I have a big postgres query with lots of joins that I want to filter several different ways. I have one central function that performs the joins:
create function my_big_function(p_limit int, p_offset, p_filter_ids int) returns setof my_type language sql immutable returns null on null input as $$ select my_column_list from ( select my_filter_id from unnest(p_filter_ids) order by my_filter_id limit p_limit, offset p_offset ) f(my_filter_id) inner join... several other tables (using indexed columns)
Then I have a series of short functions that I use to build the list of filter IDs such as:
create or replace my_filter_id_function(p_some_id int) returns int language sql immutable returns null on null input as $$ select array_agg(my_filter_id) from my_table where some_id = p_some_id $$;
This allows me to quickly add several filter functions and feed the resultant arrays into the big query as an argument without having to duplicate the big query in lots of places.

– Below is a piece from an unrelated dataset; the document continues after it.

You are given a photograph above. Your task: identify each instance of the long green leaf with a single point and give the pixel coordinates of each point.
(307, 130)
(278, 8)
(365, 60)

select * from my_big_function(1000, 0, my_filter_function1(p_some_id)); select * from my_big_function(1000, 0, my_filter_function2(p_some_other_id)); select * from my_big_function(1000, 0, my_filter_function3(p_yet_another_id));
The problem is that my queries are slow when the array of values returned from the filter functions get big (~1,000 rows). I presume this is because the big query has to order by and then join using the non-indexed result? Is there a better way to have a single generic query that I can feed IDs into to filter it different ways?
I would avoid large arrays, because packing and unpacking them becomes expensive.
But I would say that the main problem here is that you split the query into different functions, which prevents the optimizer from treating the whole query at once and coming out with an efficient execution plan.
If you want to avoid repeating parts of a query over and over, the correct tool is not a function, but a view. The view gets replaced with its definition when the query is executed, so the optimizer can find a good plan for the whole query.
Don’t fall into the trap of defining a “world view” that joins all your tables. The view should only contain the tables that you actually need in the query.